Contrairement à ce que veulent nous faire croire les lobbyistes « néocyclistes », le développement des déplacements à vélo n’est en rien une question écologique mais bien, principalement, une lutte de pouvoir.
L’engouement pour le vélo semble se confirmer un peu partout en France, ce qui ne peut qu’être salué positivement, ne serait-ce que dans un premier temps pour la santé des Français qui n’ont ainsi plus besoin d’aller s’entasser dans des salles de sport pour pratiquer une activité physique.

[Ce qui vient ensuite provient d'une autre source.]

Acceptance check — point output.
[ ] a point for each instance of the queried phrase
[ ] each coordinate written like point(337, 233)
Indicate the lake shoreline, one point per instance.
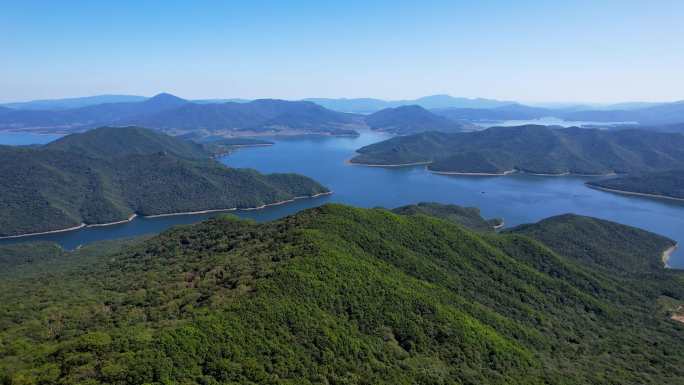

J’ai déjà écrit à propos des inepties de ces apôtres des mobilités douces dans les rues de la capitale,* force est de constater que les choses ne se sont pas améliorées. En témoigne ce panneau destiné aux cyclistes leur indiquant qu’ils n’ont pas besoin de s’arrêter s’ils tournent à droite, s’ils tournent à gauche ou s’ils vont tout droit. Dit autrement, à quoi sert ce feu, sauf à faire du vélo à reculons ? Je laisse à la sagacité de chacun de trouver une justification crédible à une signalisation pareille.
Compter en effet l’acier nécessaire à la fabrication du poteau, le bloc de béton comme fondation, l’aluminium du panneau, la couche de pétrole pour le décorer, les terres rares de composants électroniques, la consommation électrique des feux et des serveurs pour mettre tout cela en musique… Sans oublier le coût de la main-d’œuvre pour l’installation.
Une anecdote écologique me direz-vous puisque finalement, que la piste cyclable soit ou pas, le sol sera en enrobé comme le trottoir ou la chaussée desquels la piste a été substituée.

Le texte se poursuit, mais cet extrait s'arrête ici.